Brazil just got more bad news.
The country’s government-run oil company, Petrobras, got crushed by low oil prices last year. On Monday, it reported a net loss of 34.8 billion reais ($9.6 billion) for 2015, even deeper than its loss of 21.6 billion reais a year earlier.
Petrobras is at the epicenter of Brazil’s scandalous political and economic crisis. An investigation into a massive bribery scandal at Petrobras continues to threaten Brazil’s president, Dilma Rousseff, who is facing impeachment proceedings, mass protests and plummeting support.
The scandal has played a key role in Brazil’s recession, the worst in 25 years.
Petrobras’ poor earnings come just days after Rousseff appointed her predecessor, Luiz Ignacio Lula da Silva, as her chief of staff — a move widely viewed as an attempt to shield Lula from prosecution. In Brazil, cabinet members can only be tried by Brazil’s supreme court. A Supreme Court judge filed an injunction Friday, annulling Lula’s appointment.
The investigation into Petrobras has already damaged Lula’s once impeccable legacy. He left office in 2010 with an approval rating near 90%. Prosecutors recently charged Lula with money laundering and identity fraud.
They allege he accepted a vacation home from a Brazilian construction company in exchange for helping the company get favorable contracts with Petrobras. Lula has staunchly denied the allegations.
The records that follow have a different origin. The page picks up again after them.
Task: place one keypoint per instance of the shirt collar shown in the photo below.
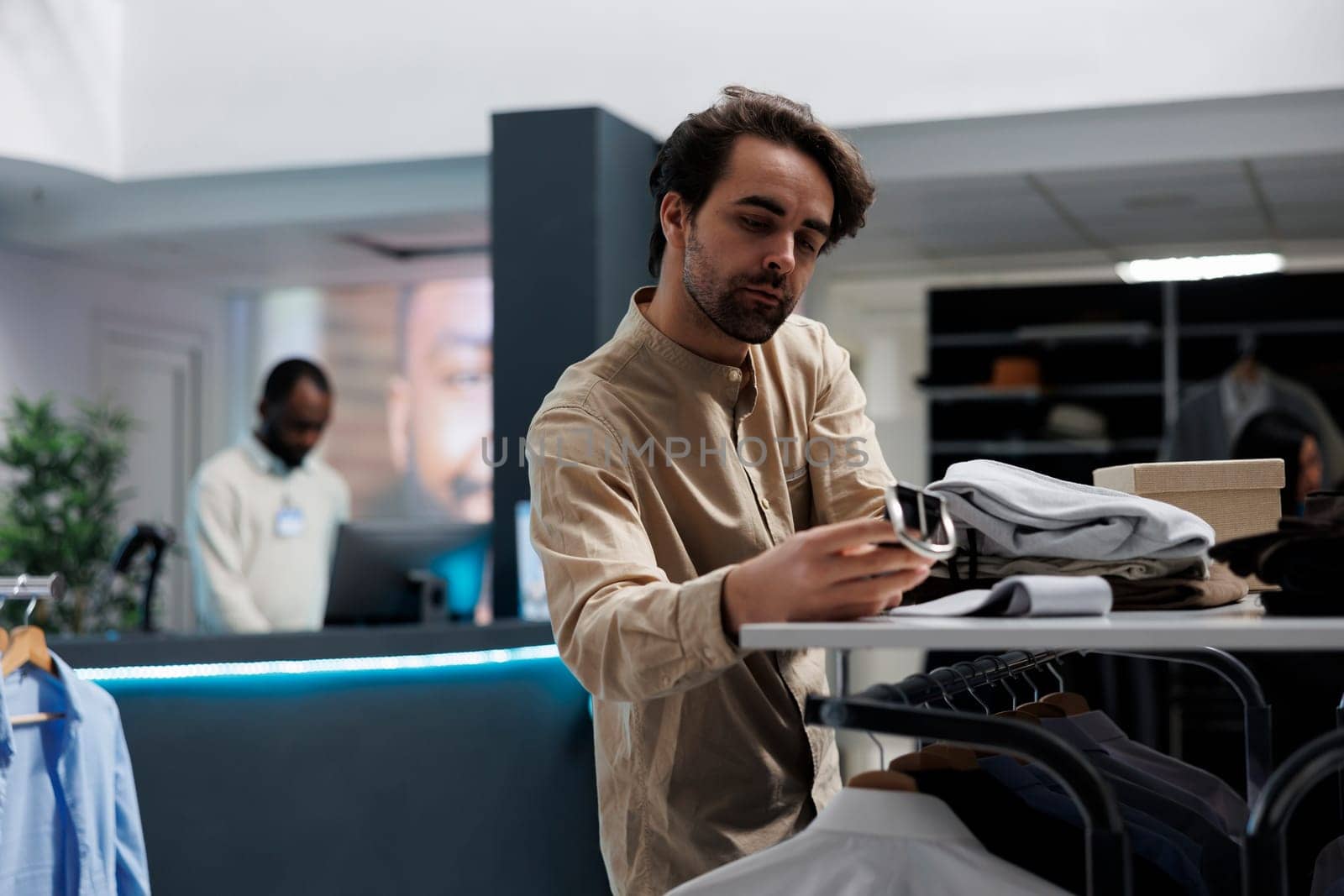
(1099, 726)
(66, 680)
(262, 458)
(692, 369)
(1008, 773)
(1073, 734)
(891, 813)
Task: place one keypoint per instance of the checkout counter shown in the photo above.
(393, 759)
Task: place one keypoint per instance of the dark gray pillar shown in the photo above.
(570, 221)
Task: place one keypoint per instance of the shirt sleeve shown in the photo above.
(622, 626)
(851, 479)
(222, 593)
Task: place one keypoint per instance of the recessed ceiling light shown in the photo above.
(1147, 270)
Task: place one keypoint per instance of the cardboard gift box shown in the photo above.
(1236, 497)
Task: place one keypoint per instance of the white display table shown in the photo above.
(1240, 626)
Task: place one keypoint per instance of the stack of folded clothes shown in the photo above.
(1015, 521)
(1305, 558)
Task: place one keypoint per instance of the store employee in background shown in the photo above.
(654, 563)
(261, 524)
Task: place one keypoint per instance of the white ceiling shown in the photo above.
(1108, 214)
(953, 197)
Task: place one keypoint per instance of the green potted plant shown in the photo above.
(60, 506)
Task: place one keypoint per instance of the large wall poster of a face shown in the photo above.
(413, 372)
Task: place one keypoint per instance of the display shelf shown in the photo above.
(1038, 394)
(1241, 626)
(1233, 329)
(1034, 448)
(1135, 333)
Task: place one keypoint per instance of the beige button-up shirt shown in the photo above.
(654, 472)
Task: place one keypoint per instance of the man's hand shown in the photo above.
(823, 575)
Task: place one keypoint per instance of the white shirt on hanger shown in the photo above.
(875, 842)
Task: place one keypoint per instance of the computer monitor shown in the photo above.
(380, 569)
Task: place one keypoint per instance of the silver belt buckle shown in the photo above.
(921, 521)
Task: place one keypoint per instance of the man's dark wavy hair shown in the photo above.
(694, 157)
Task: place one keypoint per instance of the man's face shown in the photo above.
(441, 409)
(291, 429)
(753, 244)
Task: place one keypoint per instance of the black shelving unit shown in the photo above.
(1126, 352)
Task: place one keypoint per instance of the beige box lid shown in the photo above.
(1191, 476)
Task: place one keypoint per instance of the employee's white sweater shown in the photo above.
(261, 539)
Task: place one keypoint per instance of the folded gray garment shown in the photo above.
(1140, 569)
(1019, 513)
(1023, 595)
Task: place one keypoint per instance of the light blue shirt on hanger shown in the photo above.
(69, 815)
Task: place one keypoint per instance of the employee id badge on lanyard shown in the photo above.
(289, 521)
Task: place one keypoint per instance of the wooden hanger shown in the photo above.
(1073, 705)
(1039, 710)
(937, 758)
(885, 781)
(27, 645)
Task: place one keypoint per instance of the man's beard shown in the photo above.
(722, 301)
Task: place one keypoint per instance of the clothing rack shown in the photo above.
(1265, 869)
(1106, 844)
(987, 671)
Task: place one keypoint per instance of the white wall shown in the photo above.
(232, 85)
(49, 322)
(60, 82)
(78, 331)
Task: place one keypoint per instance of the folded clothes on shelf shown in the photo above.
(1011, 512)
(995, 567)
(1021, 595)
(1218, 590)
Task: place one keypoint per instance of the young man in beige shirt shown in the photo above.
(711, 466)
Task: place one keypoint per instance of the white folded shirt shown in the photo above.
(1021, 595)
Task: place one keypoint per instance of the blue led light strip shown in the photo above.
(304, 667)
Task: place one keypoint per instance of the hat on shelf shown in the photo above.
(1015, 371)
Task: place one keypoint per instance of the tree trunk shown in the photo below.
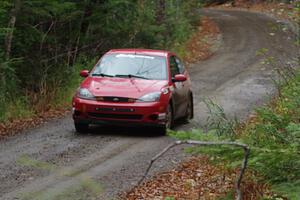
(11, 25)
(160, 11)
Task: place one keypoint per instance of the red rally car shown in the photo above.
(134, 87)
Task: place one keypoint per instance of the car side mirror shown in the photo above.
(179, 78)
(84, 73)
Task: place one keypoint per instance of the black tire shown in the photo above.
(189, 110)
(81, 127)
(162, 130)
(170, 117)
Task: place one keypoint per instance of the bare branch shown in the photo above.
(202, 143)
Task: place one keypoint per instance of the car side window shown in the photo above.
(173, 66)
(180, 65)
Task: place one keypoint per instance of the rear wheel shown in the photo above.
(81, 127)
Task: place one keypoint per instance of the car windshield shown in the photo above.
(132, 66)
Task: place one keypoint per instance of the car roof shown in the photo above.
(141, 51)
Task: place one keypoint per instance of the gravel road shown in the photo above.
(53, 160)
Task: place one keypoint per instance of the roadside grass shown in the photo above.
(57, 98)
(273, 135)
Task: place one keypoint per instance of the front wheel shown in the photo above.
(189, 109)
(81, 127)
(162, 130)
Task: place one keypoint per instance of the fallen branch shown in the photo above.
(193, 142)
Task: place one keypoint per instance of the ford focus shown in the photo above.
(134, 87)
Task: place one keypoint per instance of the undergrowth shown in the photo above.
(273, 136)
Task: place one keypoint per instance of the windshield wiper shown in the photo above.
(103, 75)
(130, 76)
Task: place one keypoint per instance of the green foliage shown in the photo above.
(50, 39)
(218, 121)
(273, 137)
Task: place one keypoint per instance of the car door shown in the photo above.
(179, 92)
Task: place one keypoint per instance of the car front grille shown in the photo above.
(116, 116)
(116, 99)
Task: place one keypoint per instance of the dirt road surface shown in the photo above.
(53, 162)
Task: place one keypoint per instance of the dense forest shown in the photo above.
(45, 42)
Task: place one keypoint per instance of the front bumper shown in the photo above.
(137, 113)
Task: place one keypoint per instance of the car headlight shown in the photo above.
(151, 97)
(85, 94)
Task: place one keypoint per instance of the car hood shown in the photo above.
(122, 87)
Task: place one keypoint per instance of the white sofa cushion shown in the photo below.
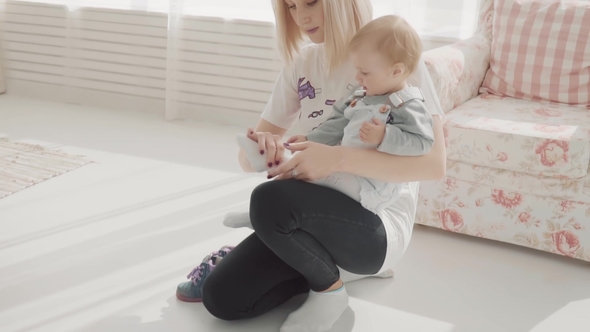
(541, 139)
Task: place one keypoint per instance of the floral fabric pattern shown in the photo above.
(577, 190)
(550, 224)
(517, 170)
(512, 134)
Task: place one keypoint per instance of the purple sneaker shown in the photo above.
(192, 291)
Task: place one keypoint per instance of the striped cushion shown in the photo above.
(541, 51)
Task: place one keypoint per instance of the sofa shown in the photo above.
(517, 128)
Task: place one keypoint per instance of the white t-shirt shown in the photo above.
(305, 92)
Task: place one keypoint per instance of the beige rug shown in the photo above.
(23, 165)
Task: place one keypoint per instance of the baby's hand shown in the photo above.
(372, 132)
(297, 139)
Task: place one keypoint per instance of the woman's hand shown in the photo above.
(297, 139)
(269, 144)
(314, 161)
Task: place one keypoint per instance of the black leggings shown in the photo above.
(302, 232)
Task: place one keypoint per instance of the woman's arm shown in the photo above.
(393, 168)
(265, 127)
(315, 161)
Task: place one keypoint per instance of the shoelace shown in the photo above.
(198, 271)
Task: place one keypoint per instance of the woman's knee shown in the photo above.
(217, 302)
(270, 207)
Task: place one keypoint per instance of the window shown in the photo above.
(450, 18)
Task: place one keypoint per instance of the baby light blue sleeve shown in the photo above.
(411, 133)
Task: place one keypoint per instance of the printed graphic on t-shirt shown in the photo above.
(306, 90)
(315, 114)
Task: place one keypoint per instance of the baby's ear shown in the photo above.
(398, 69)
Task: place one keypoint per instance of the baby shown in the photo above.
(383, 113)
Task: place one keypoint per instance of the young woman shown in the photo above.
(304, 232)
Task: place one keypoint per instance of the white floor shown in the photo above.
(102, 248)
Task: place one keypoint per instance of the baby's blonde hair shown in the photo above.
(342, 20)
(392, 37)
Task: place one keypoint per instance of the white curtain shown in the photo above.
(205, 57)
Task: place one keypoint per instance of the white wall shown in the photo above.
(118, 59)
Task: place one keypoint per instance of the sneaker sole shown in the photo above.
(188, 299)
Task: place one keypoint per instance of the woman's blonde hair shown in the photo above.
(341, 23)
(392, 37)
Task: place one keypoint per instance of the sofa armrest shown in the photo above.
(458, 70)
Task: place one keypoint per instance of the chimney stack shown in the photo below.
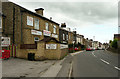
(39, 11)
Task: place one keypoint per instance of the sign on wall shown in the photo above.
(34, 32)
(51, 46)
(29, 21)
(36, 39)
(5, 41)
(63, 46)
(36, 23)
(46, 33)
(55, 36)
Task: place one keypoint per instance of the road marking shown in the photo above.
(117, 68)
(104, 61)
(76, 53)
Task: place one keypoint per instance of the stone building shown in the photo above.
(26, 29)
(70, 37)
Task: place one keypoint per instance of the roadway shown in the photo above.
(98, 63)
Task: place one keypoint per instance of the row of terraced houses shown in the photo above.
(31, 32)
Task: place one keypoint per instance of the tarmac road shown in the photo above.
(98, 64)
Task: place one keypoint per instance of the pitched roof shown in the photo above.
(47, 39)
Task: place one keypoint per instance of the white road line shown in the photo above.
(117, 68)
(105, 61)
(76, 53)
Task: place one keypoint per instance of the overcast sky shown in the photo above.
(90, 18)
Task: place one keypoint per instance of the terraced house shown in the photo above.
(31, 32)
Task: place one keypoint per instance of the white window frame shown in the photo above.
(54, 29)
(36, 26)
(46, 26)
(67, 37)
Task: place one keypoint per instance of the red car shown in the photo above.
(88, 49)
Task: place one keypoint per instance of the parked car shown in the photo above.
(76, 49)
(89, 49)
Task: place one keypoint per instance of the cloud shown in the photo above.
(96, 16)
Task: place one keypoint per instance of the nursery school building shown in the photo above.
(31, 33)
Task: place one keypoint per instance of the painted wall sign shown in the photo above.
(36, 24)
(5, 41)
(55, 36)
(63, 46)
(29, 21)
(46, 33)
(34, 32)
(51, 46)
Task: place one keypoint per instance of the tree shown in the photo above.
(114, 43)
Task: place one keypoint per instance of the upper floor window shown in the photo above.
(63, 36)
(67, 37)
(46, 26)
(36, 25)
(54, 29)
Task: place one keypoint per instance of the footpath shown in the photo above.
(15, 68)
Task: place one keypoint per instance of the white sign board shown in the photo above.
(5, 41)
(51, 46)
(34, 32)
(63, 46)
(46, 33)
(29, 21)
(55, 36)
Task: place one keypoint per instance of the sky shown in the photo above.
(91, 18)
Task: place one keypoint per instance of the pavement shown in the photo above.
(95, 64)
(15, 67)
(22, 68)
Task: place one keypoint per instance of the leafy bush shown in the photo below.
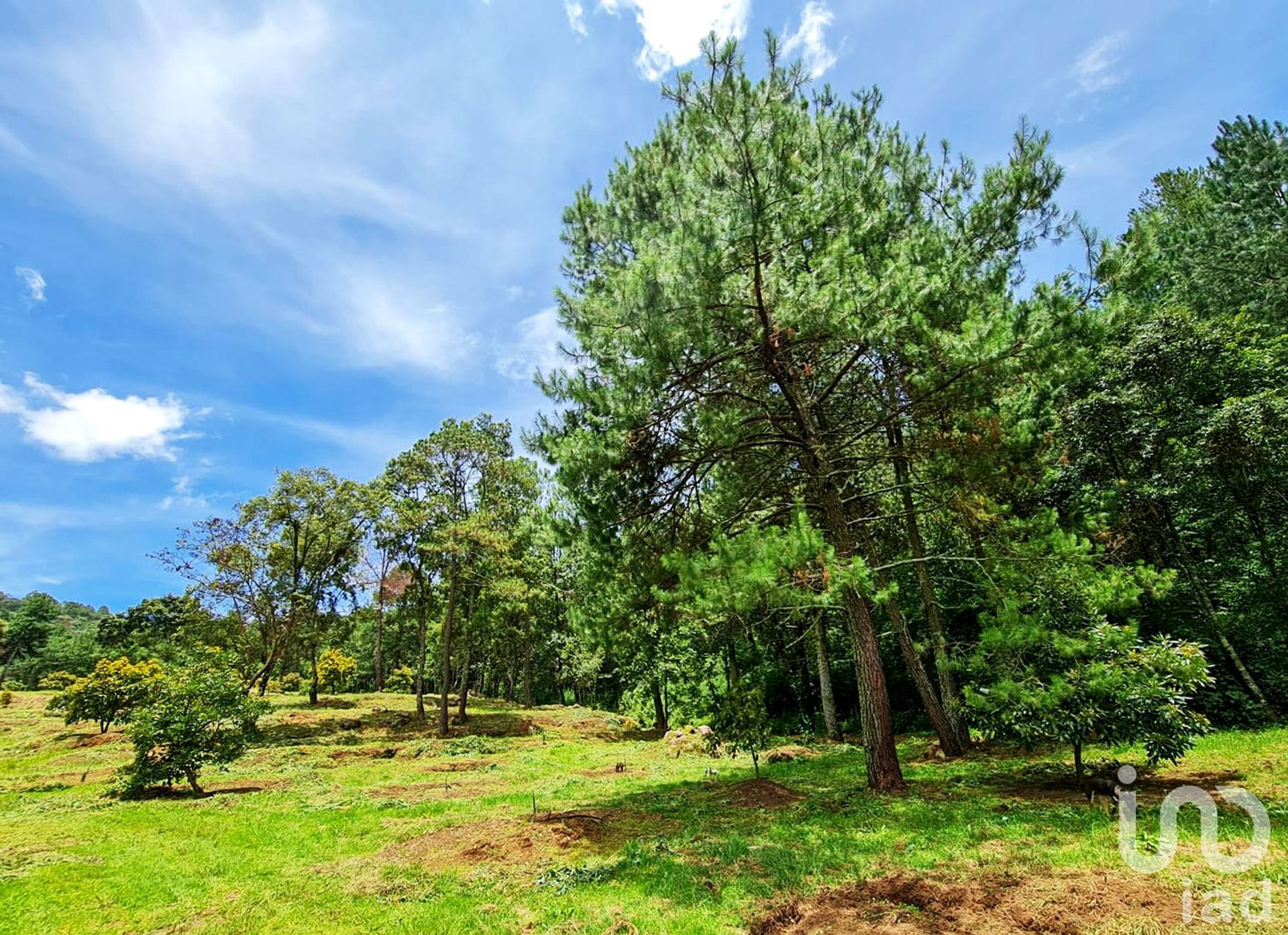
(401, 680)
(335, 670)
(199, 715)
(742, 725)
(110, 693)
(57, 681)
(472, 745)
(1108, 687)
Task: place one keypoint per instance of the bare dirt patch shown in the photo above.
(459, 765)
(365, 754)
(1064, 904)
(531, 840)
(81, 741)
(761, 793)
(425, 792)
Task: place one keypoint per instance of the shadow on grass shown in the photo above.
(706, 836)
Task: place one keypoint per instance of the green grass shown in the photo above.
(309, 832)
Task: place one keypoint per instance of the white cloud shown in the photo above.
(383, 319)
(182, 495)
(536, 347)
(808, 40)
(1096, 67)
(674, 30)
(576, 17)
(32, 280)
(95, 425)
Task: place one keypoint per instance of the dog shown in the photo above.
(1110, 789)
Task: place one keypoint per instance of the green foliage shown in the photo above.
(57, 681)
(1106, 685)
(741, 724)
(197, 715)
(402, 680)
(110, 694)
(470, 745)
(335, 670)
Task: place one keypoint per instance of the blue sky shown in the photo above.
(236, 239)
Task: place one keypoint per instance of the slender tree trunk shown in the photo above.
(824, 679)
(660, 720)
(449, 618)
(1214, 618)
(380, 638)
(950, 693)
(313, 679)
(804, 680)
(527, 662)
(879, 749)
(263, 673)
(421, 628)
(466, 683)
(949, 741)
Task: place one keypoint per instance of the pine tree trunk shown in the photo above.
(950, 693)
(824, 680)
(421, 628)
(449, 618)
(879, 750)
(380, 635)
(313, 677)
(943, 728)
(660, 720)
(1215, 621)
(466, 683)
(527, 662)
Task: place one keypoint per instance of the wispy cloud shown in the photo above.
(1096, 68)
(808, 40)
(576, 17)
(95, 425)
(674, 32)
(536, 348)
(32, 281)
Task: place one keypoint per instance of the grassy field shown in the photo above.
(351, 818)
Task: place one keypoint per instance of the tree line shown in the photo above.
(821, 457)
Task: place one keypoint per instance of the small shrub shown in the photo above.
(742, 725)
(57, 681)
(197, 716)
(335, 670)
(110, 693)
(469, 746)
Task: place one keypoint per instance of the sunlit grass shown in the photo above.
(308, 848)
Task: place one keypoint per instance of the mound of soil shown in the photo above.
(790, 753)
(898, 904)
(761, 793)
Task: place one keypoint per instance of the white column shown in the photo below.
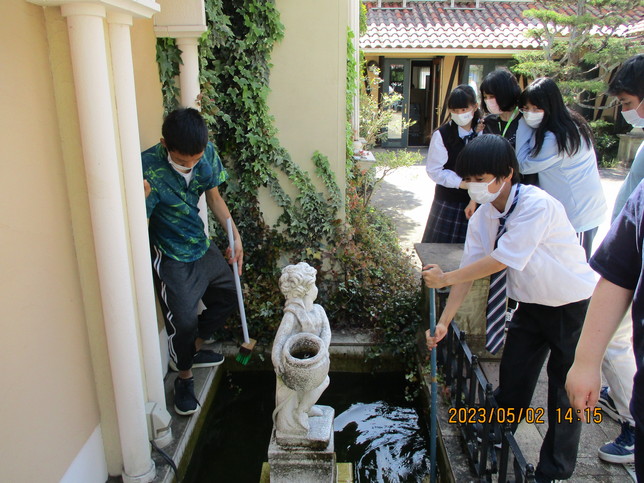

Prosecutors have already jailed several politicians, corporate execs and even billionaires tied to the Petrobras scandal. The company announced last year that it lost over $2 billion just in bribes between 2004 and 2012.
On top of all that, Petrobras is suffering like everyone else from the steep fall in oil prices. It said it had to write off billions of dollars of assets and investments in 2015.
The company’s market value has gone down by more than $100 billion since the investigation picked up steam in the fall of 2014.
Petrobras stock was worth nearly $11 at one point in September 2014. Now it’s worth $2.24 — about an 80% decline. One silver lining for the company: as oil prices have rebounded across the globe, its stock has bounced up in 2016. But it’s still well below where it was before Brazil spiraled into chaos.
— Richard Beltran contributed to this report.